Thursday, March 18, 2021

Einstein's Fridge - A Review


Einstein's Fridge



Paul Sen

A Review

Paul Sen has created a fascinating book discussing the history of physics from the mid-19th century to the present as he takes the reader on a journey through the development of the field of thermodynamics.

During our journey we meet men and women who shaped this new field of study. Some of those we meet are well-known (e.g. James Watt), some are well-known for their contributions in other fields (e.g. Alan Turing), and some are more obscure (e.g. Emmy Noether). Regardless of their reputation, each contributed significantly to the body of knowledge we now know as thermodynamics.

Focusing on the people, the book is not a mathematical monograph, but uses a series of thought experiments to help his readers understand the growth of this subfield of physics. It was interesting how new ideas grew upon each other and, occasionally, folded back on an earlier researcher to again further the world’s understanding of the relationship between heat and cold. The book will be appreciated by anyone with a basic high school or college freshman physics course under their belt.

Two notes found in the Epilogue of the book help the reader understand the author's intention of writing this work:

At its heart, this book is a celebration that between 1850 and today the science of heat has played a vital role in promoting the greatest improvement in the human condition in our species’ entire history. 

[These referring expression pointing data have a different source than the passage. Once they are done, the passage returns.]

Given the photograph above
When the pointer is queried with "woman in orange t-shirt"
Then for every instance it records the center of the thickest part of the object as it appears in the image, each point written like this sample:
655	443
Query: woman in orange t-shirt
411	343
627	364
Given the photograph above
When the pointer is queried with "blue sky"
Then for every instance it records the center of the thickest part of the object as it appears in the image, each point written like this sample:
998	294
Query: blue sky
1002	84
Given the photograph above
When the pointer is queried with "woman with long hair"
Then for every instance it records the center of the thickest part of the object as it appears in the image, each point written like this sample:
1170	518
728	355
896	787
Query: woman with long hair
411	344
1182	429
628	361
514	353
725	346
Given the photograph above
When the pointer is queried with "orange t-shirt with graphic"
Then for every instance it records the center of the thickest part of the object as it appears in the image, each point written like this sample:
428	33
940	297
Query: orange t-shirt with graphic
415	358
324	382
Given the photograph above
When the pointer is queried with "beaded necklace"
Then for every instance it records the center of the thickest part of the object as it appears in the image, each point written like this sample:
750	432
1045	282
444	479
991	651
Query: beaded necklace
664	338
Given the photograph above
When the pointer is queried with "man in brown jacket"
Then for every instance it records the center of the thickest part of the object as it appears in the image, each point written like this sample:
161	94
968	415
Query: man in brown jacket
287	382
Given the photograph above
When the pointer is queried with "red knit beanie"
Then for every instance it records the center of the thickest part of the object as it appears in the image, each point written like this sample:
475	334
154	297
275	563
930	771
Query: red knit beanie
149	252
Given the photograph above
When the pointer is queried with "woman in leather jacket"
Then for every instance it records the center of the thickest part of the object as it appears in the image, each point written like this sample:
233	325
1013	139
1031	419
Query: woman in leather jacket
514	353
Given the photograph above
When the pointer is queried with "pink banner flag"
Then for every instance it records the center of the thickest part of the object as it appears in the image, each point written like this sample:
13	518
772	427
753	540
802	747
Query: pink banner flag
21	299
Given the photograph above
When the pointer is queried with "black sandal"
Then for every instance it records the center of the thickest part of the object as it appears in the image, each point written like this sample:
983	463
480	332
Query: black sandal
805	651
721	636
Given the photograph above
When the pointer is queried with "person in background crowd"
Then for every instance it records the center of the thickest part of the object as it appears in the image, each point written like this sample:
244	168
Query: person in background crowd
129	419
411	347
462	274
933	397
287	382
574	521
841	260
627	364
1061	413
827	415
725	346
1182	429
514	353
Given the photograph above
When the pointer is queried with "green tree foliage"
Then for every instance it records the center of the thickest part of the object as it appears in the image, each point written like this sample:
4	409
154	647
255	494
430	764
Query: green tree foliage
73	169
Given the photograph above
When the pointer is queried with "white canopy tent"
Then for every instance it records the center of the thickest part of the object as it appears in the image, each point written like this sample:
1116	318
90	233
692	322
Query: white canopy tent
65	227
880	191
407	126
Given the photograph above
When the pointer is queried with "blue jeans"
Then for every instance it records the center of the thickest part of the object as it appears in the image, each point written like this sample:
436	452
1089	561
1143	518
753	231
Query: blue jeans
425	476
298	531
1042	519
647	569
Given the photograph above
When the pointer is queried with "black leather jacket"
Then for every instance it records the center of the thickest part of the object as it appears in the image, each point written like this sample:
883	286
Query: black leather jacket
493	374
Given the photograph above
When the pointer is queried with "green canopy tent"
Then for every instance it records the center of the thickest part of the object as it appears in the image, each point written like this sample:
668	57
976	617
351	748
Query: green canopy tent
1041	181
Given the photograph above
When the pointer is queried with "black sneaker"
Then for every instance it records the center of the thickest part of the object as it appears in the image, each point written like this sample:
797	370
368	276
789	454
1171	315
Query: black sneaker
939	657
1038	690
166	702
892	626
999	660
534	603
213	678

The main obstacle to dealing with climate change isn’t scientific. Instead, it’s political and emotional. While some refuse to accept that the problem exists, others refuse to accept the solutions. That brings me back to why I wanted to write this book. Now, more than ever, it’s important that all of us have a basic grasp of the science of heat, so that we can make sensible and informed decisions about how best to ensure progress while preserving or improving living conditions fo fellow humans without ruining the environment. Should we commit to nuclear energy? Should we drive electric cars? How much tax should we pay on petrol, and how much should we subsidize wind farms? We will be in no position to answer these vitally important questions unless we have a basic understanding of the laws of thermodynamics.

Weaving together Carnot’s basic understanding of heat, Turing's application of information theory and embryology, and Einstein’s Theory of General Relativity, as well as the work of many others, I give the book five stars.
This review is based on a free electronic copy provided by the publisher for the purpose of creating this review. The opinions are mine alone.